📚 Books/Textbooks/Blogs
Books and textbooks are less common mainly because I believe building stuff is always going to be a more effective way of learning anything compared to doing textbook learning, unless your name is phi, of course.
- Understanding Deep Learning - I am currently making my way through this, and plans to do the Jupyter notebooks in my study group.
- Gödel, Escher, Bach - It seems like a lot from this book isn’t really referenced much today which I find a little strange. Some papers such as the Platonic Representation Hypothesis seem to be touching on the same idea of representation and allegory. One of the reasons why multi-modal models are so successful is because more data across modalities end up creating a more true distribution within the model. I have not made my way through all of this, (~half way through) but I found the MIT lecture series on this to be a really good companion book on it. I know it’s cliche but it did change the way I think about the world, or at least “AI” systems.

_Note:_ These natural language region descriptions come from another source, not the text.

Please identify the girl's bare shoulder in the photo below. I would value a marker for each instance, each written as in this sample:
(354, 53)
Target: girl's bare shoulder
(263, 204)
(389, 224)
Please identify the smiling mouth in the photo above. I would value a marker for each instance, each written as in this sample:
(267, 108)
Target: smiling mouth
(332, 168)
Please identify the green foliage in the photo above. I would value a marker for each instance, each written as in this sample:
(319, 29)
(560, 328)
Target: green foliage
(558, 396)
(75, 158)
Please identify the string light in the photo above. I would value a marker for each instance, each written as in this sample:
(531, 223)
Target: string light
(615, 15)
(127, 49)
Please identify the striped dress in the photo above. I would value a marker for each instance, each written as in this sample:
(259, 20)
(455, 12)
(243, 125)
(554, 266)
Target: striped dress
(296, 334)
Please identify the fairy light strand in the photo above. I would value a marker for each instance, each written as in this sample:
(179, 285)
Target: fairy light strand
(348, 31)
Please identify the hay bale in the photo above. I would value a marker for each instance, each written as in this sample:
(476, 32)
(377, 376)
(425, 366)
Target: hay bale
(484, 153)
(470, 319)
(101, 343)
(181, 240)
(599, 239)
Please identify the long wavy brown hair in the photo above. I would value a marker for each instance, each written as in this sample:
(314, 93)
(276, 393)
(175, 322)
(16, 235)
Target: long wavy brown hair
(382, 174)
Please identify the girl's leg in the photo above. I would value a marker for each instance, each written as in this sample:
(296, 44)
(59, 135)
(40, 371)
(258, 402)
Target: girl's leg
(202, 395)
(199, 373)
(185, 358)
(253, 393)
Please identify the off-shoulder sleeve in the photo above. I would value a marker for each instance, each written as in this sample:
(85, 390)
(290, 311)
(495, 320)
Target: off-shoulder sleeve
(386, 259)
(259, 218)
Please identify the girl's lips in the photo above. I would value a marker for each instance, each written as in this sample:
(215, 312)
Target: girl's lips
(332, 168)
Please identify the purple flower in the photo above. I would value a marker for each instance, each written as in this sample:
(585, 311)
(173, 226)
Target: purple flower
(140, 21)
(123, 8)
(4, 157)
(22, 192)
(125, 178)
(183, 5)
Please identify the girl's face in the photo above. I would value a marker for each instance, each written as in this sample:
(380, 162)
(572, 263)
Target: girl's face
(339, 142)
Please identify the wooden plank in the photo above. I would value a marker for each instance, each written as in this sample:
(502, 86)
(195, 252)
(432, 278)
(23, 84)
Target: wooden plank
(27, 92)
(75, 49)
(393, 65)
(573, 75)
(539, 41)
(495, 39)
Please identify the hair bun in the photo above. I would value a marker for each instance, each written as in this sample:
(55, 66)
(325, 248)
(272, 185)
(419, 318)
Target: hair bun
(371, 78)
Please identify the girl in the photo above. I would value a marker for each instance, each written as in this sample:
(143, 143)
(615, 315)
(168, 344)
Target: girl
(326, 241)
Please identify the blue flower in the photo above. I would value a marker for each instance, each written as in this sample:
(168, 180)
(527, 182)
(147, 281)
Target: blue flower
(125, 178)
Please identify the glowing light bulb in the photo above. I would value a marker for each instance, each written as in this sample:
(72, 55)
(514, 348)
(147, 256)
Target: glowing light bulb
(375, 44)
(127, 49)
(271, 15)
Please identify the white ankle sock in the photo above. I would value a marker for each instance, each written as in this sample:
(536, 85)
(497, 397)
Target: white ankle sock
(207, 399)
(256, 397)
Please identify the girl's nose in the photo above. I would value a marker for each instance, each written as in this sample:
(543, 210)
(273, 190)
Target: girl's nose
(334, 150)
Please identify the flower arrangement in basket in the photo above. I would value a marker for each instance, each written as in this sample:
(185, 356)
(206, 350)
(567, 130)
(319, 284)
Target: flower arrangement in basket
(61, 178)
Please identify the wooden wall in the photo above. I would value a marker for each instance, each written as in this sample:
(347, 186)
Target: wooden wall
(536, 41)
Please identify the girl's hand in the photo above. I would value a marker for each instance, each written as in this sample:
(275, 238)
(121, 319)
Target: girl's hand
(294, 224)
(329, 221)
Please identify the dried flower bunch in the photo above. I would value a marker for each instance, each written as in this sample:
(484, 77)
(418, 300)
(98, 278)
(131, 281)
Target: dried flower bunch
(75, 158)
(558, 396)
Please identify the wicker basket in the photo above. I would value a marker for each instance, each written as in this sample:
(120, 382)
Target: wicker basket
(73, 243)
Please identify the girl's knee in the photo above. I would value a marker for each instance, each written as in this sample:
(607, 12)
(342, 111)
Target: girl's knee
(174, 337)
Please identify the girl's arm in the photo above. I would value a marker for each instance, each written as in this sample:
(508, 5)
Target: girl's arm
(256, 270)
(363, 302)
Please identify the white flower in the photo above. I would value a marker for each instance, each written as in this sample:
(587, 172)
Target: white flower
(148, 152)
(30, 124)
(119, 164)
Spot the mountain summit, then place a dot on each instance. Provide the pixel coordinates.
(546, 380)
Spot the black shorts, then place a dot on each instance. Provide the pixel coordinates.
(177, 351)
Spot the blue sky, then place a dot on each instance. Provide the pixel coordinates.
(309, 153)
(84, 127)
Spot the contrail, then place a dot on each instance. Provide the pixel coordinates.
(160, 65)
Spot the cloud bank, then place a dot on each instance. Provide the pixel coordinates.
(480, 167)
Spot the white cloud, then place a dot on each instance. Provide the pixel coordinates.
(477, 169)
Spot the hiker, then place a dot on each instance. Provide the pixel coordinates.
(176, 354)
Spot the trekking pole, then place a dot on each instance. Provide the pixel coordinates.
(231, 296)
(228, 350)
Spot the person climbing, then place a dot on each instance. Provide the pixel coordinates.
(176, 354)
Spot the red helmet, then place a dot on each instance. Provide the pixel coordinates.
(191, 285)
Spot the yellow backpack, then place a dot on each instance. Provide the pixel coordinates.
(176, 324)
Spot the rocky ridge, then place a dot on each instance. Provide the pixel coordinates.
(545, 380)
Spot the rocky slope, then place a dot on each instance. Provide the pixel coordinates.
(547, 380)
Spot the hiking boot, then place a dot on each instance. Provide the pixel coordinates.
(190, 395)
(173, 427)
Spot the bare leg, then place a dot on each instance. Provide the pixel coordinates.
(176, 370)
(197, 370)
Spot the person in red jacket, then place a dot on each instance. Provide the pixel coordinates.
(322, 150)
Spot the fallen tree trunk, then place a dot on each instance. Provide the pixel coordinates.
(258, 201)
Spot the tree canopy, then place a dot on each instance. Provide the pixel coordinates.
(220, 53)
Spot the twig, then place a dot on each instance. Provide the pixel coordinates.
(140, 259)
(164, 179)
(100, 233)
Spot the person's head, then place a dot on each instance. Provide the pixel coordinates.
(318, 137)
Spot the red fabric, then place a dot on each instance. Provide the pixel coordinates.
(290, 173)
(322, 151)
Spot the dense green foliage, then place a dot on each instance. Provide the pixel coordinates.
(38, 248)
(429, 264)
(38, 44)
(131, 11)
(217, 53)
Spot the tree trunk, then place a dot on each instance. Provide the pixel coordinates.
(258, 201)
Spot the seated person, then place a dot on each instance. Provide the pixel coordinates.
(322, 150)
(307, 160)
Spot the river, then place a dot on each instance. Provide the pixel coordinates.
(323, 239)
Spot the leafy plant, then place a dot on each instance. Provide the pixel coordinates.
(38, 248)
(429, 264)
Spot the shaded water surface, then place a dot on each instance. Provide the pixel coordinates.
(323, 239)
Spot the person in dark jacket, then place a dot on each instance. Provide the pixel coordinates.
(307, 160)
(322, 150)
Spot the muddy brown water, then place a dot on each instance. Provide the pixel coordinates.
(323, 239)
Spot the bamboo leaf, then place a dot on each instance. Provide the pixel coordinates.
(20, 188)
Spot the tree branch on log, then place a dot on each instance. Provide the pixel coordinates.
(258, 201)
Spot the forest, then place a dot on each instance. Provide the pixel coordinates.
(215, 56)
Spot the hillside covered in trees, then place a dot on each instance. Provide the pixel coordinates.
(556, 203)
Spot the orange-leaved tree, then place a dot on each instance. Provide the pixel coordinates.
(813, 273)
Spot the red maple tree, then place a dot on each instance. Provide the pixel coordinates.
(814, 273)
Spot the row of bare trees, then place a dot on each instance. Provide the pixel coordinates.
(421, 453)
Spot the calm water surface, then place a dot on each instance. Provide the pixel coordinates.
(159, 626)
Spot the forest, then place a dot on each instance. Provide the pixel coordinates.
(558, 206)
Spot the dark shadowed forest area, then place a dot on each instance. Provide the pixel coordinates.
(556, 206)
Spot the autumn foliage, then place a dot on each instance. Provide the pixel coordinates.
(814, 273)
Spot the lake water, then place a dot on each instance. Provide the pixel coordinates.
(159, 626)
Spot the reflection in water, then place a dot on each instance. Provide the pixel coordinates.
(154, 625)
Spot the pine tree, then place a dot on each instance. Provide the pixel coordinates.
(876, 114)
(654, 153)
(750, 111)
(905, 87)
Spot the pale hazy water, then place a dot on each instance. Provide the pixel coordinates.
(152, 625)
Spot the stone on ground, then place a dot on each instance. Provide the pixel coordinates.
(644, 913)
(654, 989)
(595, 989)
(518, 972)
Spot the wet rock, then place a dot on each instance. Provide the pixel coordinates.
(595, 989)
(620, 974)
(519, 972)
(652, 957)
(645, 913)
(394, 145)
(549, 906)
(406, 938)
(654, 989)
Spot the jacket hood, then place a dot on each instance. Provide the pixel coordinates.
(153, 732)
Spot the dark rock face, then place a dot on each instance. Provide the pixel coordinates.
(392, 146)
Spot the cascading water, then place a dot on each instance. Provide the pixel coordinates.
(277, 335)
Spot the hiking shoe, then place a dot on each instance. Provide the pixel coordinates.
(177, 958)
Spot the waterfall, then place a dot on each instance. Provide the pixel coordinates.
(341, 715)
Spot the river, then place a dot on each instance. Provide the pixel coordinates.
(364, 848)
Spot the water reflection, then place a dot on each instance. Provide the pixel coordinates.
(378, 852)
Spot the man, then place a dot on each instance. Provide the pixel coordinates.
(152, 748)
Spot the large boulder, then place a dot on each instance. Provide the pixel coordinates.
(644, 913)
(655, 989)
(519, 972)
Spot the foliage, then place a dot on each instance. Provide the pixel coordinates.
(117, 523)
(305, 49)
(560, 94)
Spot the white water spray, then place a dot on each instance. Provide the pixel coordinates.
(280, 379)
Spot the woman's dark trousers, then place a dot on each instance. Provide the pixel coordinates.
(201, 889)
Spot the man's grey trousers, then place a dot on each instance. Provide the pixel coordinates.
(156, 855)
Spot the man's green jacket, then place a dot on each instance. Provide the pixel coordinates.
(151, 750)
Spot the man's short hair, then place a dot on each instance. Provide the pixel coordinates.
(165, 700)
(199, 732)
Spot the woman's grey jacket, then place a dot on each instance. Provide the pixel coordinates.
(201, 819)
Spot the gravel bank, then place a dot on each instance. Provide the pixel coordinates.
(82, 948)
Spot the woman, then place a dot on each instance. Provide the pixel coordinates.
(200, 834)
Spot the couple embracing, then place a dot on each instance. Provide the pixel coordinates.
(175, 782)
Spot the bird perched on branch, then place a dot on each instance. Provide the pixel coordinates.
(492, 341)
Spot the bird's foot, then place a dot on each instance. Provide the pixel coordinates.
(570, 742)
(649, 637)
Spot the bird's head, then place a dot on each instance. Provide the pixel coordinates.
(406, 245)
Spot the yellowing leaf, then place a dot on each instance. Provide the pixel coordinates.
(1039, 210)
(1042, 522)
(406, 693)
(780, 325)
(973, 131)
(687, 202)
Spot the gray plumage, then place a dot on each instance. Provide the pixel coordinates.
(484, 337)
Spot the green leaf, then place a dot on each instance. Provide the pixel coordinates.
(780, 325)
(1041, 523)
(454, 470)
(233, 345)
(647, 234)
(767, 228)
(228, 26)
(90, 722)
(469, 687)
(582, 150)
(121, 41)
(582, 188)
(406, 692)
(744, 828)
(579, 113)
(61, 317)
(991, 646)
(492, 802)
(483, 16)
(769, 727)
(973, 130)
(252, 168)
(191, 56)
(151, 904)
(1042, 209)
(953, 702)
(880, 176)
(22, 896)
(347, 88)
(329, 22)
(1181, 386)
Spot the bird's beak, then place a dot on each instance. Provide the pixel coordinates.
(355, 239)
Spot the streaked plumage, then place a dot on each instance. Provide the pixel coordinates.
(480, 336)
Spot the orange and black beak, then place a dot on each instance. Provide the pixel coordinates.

- **The Bitter Lesson -** More data and more compute has historically always yielded better results. We see this in scaling laws and we see this in every field. If there’s a benchmark to hit, and data to hit it then deep learning is eventually going to get there. I have many, many thoughts about how everything everywhere then becomes just a calculation between amount of available data, amount of available compute, and amount of expected compute. All of this determines everything like: model architecture, amount of human time spent on a problem, etc (blogpost link when available July 1, 2024).